Despite the trappings of formal democracy, the problems of a muzzled press is also felt here in the country. According to the Freedom Fund for Filipino Journalists:

The National Union of Journalists of the Philippines, a member of the International Federation of Journalists, meanwhile has documented 100 questionable deaths of journalists.

In its latest report, Getting Away with Murder, the New York-based Committee to Protect Journalists ranked the Philippines at 6th place among 14 countries “where journalists are murdered on a recurring basis and governments are unable or unwilling to prosecute the killers” from 1999-2008. The CPJ has repeatedly lambasted the Philippine government for failing to find and convict the killers and masterminds of the slays.

Another report, this time by the IFJ, dubbed the Philippines among the worst hotspots for journalists.

Reporters Without Borders has also assailed the Philippines over the slays.

To mark today’s event, journalists went to Bulacan, home province of Philippine press freedom icon Marcelo H. del Pilar, to pay tribute to the profession’s fallen members.

Elsewhere, Filipino journalists who strive to be truthful vis-a-vis the government face libel suits that could send them to jail. Journalists have filed a countersuit against First Gentleman Mike Arroyo who has charged 40 media colleagues with libel. Congress is also seeking to pass a dangerous “right of reply” law.

These are all aside from the day to day challenges journalists face, the meager pay and lack of adequate protection for most journalists especially those in the community press and provincial media outlets.

In schools, administrators routinely prevent students from exercising editorial control on student-funded newspapers and publications. The rule in schools seems to be to censor students’ free expression and to punish students who exercise their constitutional rights. This obviously does not augur well for producing graduates who freely think and produce creative works. There is also a bias against and creeping criminalization of student journalists who see links between school issues and larger community and national issues, as in education vis-a-vis national government priorities. The College Editors Guild of the Philippines, which has been in existence since 1931, has been tagged as an “enemy of the state” for preaching its brand of committed campus journalism that comforts the afflicted and afflicts the comfortable.

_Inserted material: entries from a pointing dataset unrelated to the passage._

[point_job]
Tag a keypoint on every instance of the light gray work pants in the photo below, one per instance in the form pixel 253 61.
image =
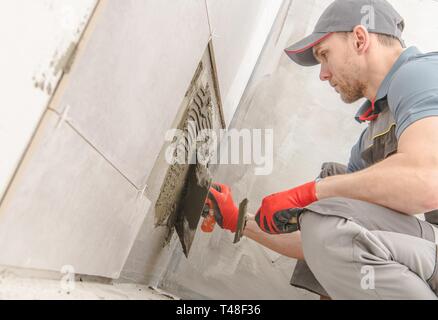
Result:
pixel 359 250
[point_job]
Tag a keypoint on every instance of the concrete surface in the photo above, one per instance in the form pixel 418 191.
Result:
pixel 36 38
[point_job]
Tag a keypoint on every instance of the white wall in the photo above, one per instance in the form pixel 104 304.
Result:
pixel 80 194
pixel 36 35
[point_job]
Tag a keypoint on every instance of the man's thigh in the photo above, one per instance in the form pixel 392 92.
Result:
pixel 345 238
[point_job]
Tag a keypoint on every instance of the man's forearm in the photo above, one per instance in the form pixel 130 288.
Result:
pixel 285 244
pixel 399 182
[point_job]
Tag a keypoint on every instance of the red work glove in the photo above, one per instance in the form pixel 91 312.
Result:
pixel 278 213
pixel 225 211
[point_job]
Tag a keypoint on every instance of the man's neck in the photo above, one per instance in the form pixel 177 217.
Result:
pixel 380 68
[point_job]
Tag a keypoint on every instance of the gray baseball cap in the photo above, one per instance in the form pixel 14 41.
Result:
pixel 379 16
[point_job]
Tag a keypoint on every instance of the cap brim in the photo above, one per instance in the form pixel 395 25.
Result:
pixel 302 51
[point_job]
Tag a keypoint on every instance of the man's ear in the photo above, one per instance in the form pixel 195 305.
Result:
pixel 361 39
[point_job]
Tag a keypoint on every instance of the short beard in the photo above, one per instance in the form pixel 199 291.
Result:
pixel 353 88
pixel 353 92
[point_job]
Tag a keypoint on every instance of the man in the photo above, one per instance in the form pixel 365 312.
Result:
pixel 355 226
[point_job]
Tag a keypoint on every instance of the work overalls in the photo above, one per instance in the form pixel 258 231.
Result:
pixel 359 250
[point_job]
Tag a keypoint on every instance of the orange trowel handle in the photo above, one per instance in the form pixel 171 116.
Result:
pixel 209 221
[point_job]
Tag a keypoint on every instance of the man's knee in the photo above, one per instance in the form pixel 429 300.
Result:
pixel 323 236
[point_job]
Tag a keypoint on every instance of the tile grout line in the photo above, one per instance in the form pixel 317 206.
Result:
pixel 38 126
pixel 93 147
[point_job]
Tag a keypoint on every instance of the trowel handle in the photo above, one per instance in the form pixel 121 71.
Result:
pixel 209 221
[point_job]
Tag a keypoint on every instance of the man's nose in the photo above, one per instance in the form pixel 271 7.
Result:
pixel 324 74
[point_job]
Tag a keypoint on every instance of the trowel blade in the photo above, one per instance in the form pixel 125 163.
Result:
pixel 198 186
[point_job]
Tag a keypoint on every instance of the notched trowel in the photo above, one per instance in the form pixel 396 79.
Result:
pixel 198 185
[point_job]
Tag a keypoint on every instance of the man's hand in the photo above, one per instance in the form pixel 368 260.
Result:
pixel 279 211
pixel 225 211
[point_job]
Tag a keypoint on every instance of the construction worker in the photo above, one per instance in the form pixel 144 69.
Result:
pixel 354 229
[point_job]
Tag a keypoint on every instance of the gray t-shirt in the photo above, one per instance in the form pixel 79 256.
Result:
pixel 411 90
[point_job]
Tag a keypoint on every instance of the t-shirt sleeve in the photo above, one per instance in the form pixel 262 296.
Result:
pixel 356 162
pixel 413 94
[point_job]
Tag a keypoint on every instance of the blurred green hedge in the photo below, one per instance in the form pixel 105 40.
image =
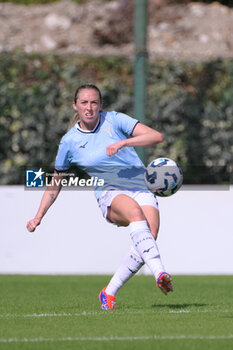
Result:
pixel 190 103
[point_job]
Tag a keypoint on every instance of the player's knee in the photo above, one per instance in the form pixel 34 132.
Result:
pixel 137 214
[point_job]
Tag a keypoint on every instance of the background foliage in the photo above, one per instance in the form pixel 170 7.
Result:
pixel 190 103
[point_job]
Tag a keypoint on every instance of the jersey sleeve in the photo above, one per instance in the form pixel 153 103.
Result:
pixel 125 123
pixel 63 159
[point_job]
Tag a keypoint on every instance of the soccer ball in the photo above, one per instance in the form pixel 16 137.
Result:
pixel 163 177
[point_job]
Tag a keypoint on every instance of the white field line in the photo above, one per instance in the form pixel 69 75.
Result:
pixel 100 313
pixel 112 338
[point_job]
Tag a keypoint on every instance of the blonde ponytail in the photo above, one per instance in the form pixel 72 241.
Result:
pixel 73 121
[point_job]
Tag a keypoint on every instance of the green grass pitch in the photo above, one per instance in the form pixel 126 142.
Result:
pixel 63 312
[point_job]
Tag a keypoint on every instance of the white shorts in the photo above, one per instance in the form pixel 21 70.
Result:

What about new media and citizen journalism? They are the wave of the future. Governments may clamp down and shut down newspapers and broadcast networks, but it is now very difficult, if not impossible, to thwart citizens from being the media themselves. Expanding internet and mobile network coverage and the desire of young people to express themselves have propelled the rise of new media networks and blogging.

It is a good thing that these segments of the media have not been hit by crackdowns by schools, companies and government in a big way (except the QCSHS incident) but new media practitioners should organize themselves to better use the medium to democratize media content and to reach a wider audience. Perhaps between now and the 2010 elections, citizen journalists and mainstream practitioners may sit down and map out a plan for a truly great election coverage that would best serve their publics. In the meantime, new media publishers should resist the temptations of corporations, advertisers and traditional politicians who seek to prostitute the medium into something that closely resembles or mimics the worst of old media.

The situation of journalists show us that we have much work to do to make our democracy authentic and substantial. For in the final analysis, a truly democratic and free country  respects press freedom encourages and does not punish journalists, and allows the people unhampered access to information and to media so that they could freely make choices to help determine the course which the nation and any individual should take. Anything less is a sham.